Esa mañana había despertado más temprano de lo habitual, quizás eran todos los pensamientos que se arremolinaban en su cabeza los que le habían ahuyentado el sueño, así que prefería distraerse antes de comenzar a cocinar o incluso, atender a algunos pacientes.
Con arco y carcaj en mano, había ido al pequeño punto que usaban para entrenar tiro con arco, era algo que le gustaba mucho y lograba relajarla, los niveles de concentración eran muchos, así que sólo pensar en eso le bastaría.
Observa el objetivo, prepara la flecha, cierra los ojos, suspira y al abrirlos suelta la flecha, sonríe cuando esta da en el blanco. Prepara otra y dispara, luego otra tirando a otro blanco, una a una fue acertando en el medio de la diana.
- Bien pudieron pensar en ti al interpretar a Diana cazadora –su voz logra hacer que de un respingo por la sorpresa, se gira a verlo con el corazón desbocado.
- Creo que exageras –dice con calma, guarda la flecha que tiene en su mano.
- Ni el mejor de mis hombres es tan preciso como tú, has dado 3 veces en el mismo punto –dice viendo las flechas atravesadas por otra.
- Estoy segura que ellos no tienen tanta calma como yo –miraba atenta las dianas, a decir verdad, se sentía extraña ante sus cumplidos, aunque si fuese sincera, diría otra cosa, pero sabía con total certeza que él sólo estaba siendo amable, y no debía confundir aquello.
- Ni tanto entrenamiento –se gira a verla, el sol recién salía, le daba un aspecto etéreo.
- Te llegó otra carta, son muy madrugadores –dice extendiéndole el sobre.
- Llevo un tiempo aquí y no les he visto, ¿tú señora no vendrá? –mira la carta, sabía que era de Elek, cada tanto le pasaba reportes del pueblo.
- No, creo que siguen de vacaciones –le ve alzar una flecha, la lanza tan rápido que no se da cuenta hasta que algo grita–. Es un renegado, les atrae la desesperación de los que llegan –a lo lejos observa a una criatura clavada en un árbol–, llegaran más hasta que ese hombre se recupere –dice con calma–, será mejor que vayas a desayunar, debes ir a trabajar –su tono era demasiado serio para su gusto, ni siquiera lo veía, y eso, por alguna razón, le molestaba.
- Te ayudaré –se acerca a ella, Sky niega sin girarse a verlo.
- Son flechas especiales, no podrás hacerles nada –miraba atenta todo, no podía bajar la guardia.
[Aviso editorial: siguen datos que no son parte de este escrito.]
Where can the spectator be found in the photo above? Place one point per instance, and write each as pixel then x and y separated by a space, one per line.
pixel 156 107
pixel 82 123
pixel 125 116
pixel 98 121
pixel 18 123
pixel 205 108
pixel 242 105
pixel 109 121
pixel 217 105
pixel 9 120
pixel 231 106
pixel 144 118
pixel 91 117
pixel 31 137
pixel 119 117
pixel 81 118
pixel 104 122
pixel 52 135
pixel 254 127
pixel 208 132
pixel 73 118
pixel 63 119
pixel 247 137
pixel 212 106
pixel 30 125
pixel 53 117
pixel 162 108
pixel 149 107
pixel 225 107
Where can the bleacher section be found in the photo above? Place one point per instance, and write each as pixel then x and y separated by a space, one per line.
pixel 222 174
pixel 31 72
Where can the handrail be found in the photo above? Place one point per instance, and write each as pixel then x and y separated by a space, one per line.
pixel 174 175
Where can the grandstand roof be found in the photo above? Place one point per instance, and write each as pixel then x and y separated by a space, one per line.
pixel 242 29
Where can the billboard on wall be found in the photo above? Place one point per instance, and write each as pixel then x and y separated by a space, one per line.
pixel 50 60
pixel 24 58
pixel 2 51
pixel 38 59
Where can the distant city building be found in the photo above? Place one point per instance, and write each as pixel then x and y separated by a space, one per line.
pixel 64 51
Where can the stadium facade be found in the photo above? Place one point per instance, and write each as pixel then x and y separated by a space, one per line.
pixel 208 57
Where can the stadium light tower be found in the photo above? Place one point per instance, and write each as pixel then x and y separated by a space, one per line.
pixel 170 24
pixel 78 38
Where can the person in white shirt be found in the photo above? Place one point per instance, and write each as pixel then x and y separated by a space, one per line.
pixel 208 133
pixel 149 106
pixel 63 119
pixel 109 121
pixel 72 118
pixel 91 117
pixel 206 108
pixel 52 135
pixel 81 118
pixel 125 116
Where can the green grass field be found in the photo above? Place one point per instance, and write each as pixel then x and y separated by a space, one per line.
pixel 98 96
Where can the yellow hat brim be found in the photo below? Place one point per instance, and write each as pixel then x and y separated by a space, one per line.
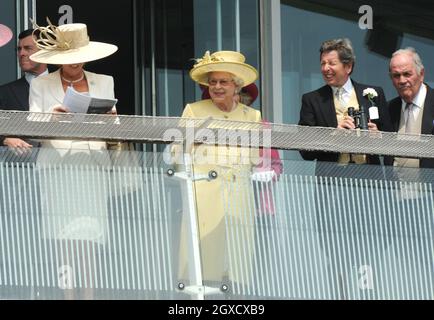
pixel 92 51
pixel 243 71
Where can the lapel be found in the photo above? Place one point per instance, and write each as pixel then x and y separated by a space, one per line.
pixel 20 90
pixel 395 112
pixel 428 112
pixel 362 100
pixel 327 106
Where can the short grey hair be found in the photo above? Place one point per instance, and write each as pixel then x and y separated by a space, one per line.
pixel 344 49
pixel 417 61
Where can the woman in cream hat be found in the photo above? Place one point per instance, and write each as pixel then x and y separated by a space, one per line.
pixel 5 35
pixel 224 73
pixel 74 202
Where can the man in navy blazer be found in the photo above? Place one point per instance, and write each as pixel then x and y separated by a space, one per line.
pixel 336 215
pixel 319 107
pixel 407 73
pixel 15 95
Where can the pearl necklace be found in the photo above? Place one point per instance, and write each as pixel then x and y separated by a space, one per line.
pixel 71 82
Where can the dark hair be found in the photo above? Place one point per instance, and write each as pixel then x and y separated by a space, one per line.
pixel 344 49
pixel 26 33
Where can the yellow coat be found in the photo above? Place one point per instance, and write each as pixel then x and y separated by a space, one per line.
pixel 230 193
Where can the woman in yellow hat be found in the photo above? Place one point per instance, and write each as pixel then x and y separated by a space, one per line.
pixel 224 205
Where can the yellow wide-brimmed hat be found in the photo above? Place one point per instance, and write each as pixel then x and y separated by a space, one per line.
pixel 5 35
pixel 68 44
pixel 223 61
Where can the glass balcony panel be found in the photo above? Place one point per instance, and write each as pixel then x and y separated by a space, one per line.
pixel 365 235
pixel 82 228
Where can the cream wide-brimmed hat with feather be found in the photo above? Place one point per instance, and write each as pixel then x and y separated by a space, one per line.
pixel 223 61
pixel 5 35
pixel 68 44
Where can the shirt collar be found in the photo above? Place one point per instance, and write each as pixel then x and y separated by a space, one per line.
pixel 30 76
pixel 348 87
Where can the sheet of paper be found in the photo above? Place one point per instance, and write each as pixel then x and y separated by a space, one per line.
pixel 75 101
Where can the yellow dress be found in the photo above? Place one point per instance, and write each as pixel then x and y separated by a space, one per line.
pixel 230 193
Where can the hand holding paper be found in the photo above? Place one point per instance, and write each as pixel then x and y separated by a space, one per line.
pixel 78 102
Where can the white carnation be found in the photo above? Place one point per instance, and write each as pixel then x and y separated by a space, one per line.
pixel 371 93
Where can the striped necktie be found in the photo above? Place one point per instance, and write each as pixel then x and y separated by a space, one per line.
pixel 410 124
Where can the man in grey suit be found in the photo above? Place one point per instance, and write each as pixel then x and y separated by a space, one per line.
pixel 15 95
pixel 412 234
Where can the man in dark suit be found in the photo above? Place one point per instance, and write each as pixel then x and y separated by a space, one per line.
pixel 328 105
pixel 15 95
pixel 344 210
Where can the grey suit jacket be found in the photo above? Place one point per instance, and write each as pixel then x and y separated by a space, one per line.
pixel 427 121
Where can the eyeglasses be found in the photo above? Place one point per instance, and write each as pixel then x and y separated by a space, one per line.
pixel 223 82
Estaba bastante segura que el renegado era por el hombre y no por las emociones negativas, debía calmarse, ella era una sacerdotisa, una ayudante de Diosa, debía ser mejor que esto, una mujer celosa, ¿de qué? Ella sabía muy bien que algo entre un Dios y un ser como ella era imposible, él ni siquiera la veía como una mujer, para él, la única era su señora, y no la culpaba, era una mujer fuerte, hermosa, inteligente y bondadosa.
- Al menos, permíteme hacerte compañía –sujeta su codo, al menos podría mirarle de reojo.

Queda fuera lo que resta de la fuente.